Monday, January 7, 2008

Radical Prophecy

For my class on Isaiah, I am reading a book by D. Brent Sandy entitled Plowshares and Pruning Hooks: Rethinking the Language of Biblical Prophecy and Apocalyptic. I am only on chapter 2, but have found it to be an excellent read thus far. Sandy gives a general overview of prophecy in the first chapter.

One of the things I love about prophecy is the cutting edge, extreme language of the prophets. When the Old Testament prophets speak of the holiness and wrath of God, it makes you want to run and hide in a cave. But when they speak of the love of God your heart revolts. "NO WAY! There is no way God could be that kind! How could He possibly still love and redeem such an obstinate, sinful people?" I love the prophets because the character of God is so clearly portrayed.
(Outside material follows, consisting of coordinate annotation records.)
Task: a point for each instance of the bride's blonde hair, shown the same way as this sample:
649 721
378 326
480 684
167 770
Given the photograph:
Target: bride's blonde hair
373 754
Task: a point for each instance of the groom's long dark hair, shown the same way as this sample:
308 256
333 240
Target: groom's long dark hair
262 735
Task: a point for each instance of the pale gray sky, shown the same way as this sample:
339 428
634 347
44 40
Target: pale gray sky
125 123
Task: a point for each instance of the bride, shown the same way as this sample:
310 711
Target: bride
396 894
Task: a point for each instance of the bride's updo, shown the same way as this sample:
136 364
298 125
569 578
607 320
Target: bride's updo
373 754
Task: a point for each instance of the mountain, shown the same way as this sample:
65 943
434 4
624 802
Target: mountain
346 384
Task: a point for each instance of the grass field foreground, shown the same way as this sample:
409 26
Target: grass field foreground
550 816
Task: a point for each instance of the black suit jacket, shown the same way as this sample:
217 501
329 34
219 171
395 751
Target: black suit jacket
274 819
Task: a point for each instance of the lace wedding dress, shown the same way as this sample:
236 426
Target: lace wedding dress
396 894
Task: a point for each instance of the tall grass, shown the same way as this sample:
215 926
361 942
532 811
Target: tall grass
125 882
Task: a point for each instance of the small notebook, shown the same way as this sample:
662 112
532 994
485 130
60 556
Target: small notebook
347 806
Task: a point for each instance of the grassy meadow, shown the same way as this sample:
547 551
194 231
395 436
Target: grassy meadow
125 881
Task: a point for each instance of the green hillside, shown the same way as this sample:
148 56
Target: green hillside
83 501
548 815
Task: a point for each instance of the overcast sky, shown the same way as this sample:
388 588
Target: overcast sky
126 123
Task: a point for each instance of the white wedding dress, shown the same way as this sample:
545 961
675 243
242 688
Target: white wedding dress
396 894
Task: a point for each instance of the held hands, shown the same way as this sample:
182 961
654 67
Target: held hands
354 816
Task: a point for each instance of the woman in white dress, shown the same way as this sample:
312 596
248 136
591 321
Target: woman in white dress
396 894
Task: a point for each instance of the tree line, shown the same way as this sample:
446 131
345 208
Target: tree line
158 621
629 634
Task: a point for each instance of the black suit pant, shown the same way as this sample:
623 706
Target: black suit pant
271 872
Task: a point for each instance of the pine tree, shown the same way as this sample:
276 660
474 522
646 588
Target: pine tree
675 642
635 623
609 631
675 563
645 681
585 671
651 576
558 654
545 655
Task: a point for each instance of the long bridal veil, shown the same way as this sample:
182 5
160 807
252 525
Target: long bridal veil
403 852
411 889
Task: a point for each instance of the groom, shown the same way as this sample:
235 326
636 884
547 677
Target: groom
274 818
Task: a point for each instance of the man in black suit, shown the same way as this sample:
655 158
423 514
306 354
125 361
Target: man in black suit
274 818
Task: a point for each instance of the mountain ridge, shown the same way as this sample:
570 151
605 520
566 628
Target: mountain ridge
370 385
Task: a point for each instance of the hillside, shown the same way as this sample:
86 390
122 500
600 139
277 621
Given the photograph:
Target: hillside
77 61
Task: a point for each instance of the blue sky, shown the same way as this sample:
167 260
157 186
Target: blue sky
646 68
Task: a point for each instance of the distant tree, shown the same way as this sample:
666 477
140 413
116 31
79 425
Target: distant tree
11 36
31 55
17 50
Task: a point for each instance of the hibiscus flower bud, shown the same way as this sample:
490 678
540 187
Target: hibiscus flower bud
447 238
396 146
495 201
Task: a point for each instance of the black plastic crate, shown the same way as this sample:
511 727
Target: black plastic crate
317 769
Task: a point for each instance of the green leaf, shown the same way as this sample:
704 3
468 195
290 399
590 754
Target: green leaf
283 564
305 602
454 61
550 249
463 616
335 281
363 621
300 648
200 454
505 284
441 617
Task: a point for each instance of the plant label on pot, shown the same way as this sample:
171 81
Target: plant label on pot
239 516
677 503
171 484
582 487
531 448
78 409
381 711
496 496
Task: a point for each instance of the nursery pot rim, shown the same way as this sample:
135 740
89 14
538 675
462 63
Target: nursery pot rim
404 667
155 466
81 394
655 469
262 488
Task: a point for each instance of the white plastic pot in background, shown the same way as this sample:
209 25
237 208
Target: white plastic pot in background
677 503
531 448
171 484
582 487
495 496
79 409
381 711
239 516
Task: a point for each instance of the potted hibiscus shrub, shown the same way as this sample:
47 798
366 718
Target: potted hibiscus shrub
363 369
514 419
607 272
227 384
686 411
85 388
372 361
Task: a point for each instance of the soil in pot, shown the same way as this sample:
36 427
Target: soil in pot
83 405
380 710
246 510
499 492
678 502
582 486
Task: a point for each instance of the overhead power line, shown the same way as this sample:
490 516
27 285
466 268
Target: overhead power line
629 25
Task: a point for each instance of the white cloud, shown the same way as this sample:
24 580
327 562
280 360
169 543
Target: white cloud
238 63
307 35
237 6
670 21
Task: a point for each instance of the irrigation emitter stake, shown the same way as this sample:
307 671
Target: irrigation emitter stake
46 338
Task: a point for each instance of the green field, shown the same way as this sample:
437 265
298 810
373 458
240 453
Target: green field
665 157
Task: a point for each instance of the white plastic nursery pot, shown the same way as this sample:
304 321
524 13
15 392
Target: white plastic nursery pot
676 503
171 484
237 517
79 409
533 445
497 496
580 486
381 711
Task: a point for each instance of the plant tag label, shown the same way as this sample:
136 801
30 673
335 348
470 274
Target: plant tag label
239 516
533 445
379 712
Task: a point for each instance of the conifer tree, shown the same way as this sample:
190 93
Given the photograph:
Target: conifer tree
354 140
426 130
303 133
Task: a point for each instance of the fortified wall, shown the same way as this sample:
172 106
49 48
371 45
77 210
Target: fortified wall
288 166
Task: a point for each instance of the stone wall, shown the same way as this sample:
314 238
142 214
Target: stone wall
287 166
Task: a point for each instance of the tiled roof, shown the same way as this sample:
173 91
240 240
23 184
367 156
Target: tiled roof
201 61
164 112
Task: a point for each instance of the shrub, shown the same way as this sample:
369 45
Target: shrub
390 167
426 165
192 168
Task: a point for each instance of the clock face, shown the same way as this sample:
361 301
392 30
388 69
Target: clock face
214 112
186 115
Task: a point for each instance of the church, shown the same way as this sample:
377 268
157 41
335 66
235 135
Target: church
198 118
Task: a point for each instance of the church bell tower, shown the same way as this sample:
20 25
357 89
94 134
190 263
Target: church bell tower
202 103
In talking on this same subject, Sandy said,

"As a billboard for God's hatred of sin, prophecy speaks boldly to the point. Anyone who fails to see the message is terribly near-sighted. And as a sign of God's everlasting love, prophecy speaks tenderly to the heart. Unfortunately, those who fail to read the billboards advertising God's anger probably miss the signs announcing his love as well. One cannot be understood without the other."
I give a hearty "Amen" to Sandy here. I am afraid that in an attempt to protect the warm fuzziness of the love of God from the heat of the wrath and anger of God, many have ended up losing the love of God. It is simply impossible to understand the love of God apart from an understanding of how much God hates sin. One simply cannot understand the love of God apart from an understanding of what sinners deserve as a result of their rebellion. The love of God losses its meaning when divorced from His hatred of and wrath toward sin.

This is what makes the prophets so attractive--the love of God shines infinitely brighter than the sun because it is seen in light of the sinfulness of man. The wrath of God forces us to our knees in humble petition because it is seen in the context of his love. Folks, God is extreme--extremely infinite in all of His ways.

While you are at it, check out my brother's (Luke) post on the book of Hosea. In this post he explains the overarching message of Hosea. You will see the infinite love and holiness of God portrayed in all of it's splendor. After reading Luke's post, read the actual book of Hosea!


John said...

I agree with the wrath/love combination you mentioned, which is why I always found it ridiculous that scholars would try to use that very combo as a reason to suggest the notion of "Deutero-Isaiah" starting at chapter 40.

Luke Snowden said...

Luke 7:47 "He who is forgiven little, loves little."

This kind of love is of Jesus in context as it is about a sinful woman's expression of love to Christ by kissing his feet. What Jesus is saying is that you will love him as much as the degree of desperation you saw yourself in prior to salvation.

The reason it is so necessary to know of the immensity of God's wrath is because of the immensity of deep love it cultivates in the soul for God.

If you have a tendency to downplay wrath it is inevitable that your love for Christ will be lesser. This is not to try and be super spiritual, and in a childish way accuse people of loving Jesus less because they disagree.

But, the point is simple. If you don't see God's wrath as terrible and directed at you and the world, then you must have a lesser view of your condition pre-Christ. Thus, the degree of forgiveness will be necessarilly lesser.

According to Jesus himself, the lesser the degree of forgiveness you recognize you need, the lesser the gratitude and love for him you'll have.

If anything this should cause us to study the scripture to see how much or little of the wrath of God is directed at sinners. If you're like me, when you see it your mouth will not be able to close and you'll find it difficult to remain on your feet before God in awful realization of your condition before God apart from Christ.